El libro está dirigido además a toda aquella persona interesada en estos temas, sin distinción. Me propuse escribirlo de forma tal que no solo fuera comprensible para un sector de la academia, sino para la población en general. Son problemáticas de nuestra sociedad que afectan a todos por igual, y por tanto, todos deberían conocer y entender como enfrentar y erradicar muchos de los significados y códigos de género presentes en nuestra cotidianidad.

Cuando se revisa el índice del libro, no aparece ningún capítulo relacionado con la responsabilidad del estado y de los medios de comunicación en la correcta asunción de los temas motivos de su investigación. ¿Concibe la eliminación de la discriminación de la mujer, la violencia, los mitos de la sexualidad masculina, la visión homofóbica y patriarcal en la crianza de los niños, sin voluntad política y sin la incidencia de los medios de comunicación?

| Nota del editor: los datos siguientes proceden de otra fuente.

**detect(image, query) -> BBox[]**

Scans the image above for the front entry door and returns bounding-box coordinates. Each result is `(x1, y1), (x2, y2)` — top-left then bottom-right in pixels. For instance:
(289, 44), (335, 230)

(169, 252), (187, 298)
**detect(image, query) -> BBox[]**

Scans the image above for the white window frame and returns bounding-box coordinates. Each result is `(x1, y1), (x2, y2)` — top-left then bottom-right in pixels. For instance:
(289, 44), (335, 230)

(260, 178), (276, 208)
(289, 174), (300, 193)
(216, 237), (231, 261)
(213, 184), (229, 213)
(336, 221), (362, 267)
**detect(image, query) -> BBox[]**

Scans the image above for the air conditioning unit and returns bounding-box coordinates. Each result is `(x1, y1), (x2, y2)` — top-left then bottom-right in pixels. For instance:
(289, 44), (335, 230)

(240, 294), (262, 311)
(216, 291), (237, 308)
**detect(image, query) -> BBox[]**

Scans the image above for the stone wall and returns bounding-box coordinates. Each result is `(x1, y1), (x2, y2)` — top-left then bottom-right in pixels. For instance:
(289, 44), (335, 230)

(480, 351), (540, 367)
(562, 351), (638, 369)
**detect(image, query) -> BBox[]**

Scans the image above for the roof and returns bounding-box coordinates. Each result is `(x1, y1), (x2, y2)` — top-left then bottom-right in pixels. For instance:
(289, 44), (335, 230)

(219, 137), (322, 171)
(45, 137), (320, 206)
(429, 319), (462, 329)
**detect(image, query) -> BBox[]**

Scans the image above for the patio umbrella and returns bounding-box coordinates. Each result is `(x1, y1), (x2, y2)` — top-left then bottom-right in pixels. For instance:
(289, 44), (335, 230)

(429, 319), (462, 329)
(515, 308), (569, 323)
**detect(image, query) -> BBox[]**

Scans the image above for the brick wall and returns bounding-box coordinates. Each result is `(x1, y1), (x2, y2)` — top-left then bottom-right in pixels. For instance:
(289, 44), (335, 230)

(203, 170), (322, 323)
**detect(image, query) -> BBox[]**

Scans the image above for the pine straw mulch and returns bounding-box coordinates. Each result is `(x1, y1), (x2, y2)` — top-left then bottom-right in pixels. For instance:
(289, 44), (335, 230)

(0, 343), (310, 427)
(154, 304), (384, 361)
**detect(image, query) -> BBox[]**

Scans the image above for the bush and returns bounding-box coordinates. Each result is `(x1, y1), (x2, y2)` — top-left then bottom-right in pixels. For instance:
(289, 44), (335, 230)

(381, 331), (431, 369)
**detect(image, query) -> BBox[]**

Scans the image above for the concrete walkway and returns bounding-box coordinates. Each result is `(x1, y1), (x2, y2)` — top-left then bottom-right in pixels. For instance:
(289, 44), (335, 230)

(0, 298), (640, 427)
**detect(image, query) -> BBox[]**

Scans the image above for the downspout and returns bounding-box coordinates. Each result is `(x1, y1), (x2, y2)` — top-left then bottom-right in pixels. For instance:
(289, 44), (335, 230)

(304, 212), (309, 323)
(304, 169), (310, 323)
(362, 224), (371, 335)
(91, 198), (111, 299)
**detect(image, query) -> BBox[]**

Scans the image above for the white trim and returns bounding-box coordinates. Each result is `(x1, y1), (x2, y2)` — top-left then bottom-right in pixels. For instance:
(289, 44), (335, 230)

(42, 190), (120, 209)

La responsabilidad del Estado tiene que ser asesorada por las personas que conocemos los temas, por lo que no creo que la dinámica sea dejar esta responsabilidad y sentirnos ajenos de la que tenemos nosotros en la construcción de las políticas públicas. Muchas veces le exigimos al Estado y no vemos que todos y todas participamos del mismo desde nuestra instituciones.

Con los medios de comunicación pasa algo similar. Muchas veces cuando nos convocan no asistimos y solo criticamos sin ofrecer soluciones. Hace falta mucha mayor militancia en estos temas. Hay que enfrentarlos como lo hacemos contra los delitos económicos. Los medios deben tener más del discurso del cambio en la estructura de género. No hacemos nada con criticar el machismo si no ofrecemos modelos alternativos de comportamiento. Los medios necesitan más de las personas que podemos ofrecer otro tipo de discurso más creíble y humano.

¿Qué investigación le sigue a ésta?

En estos momentos estoy trabajando en un proyecto para escribir un libro que vinculará las masculinidades de los hombres cubanos con los temas de la música, el deporte y el sexo.

¿Por qué estos temas?

Porque estos son por excelencia los principales temas de conversación cuando varios hombres socializan. Por lo general no hablan de otra cosa que no incluya estas cuestiones.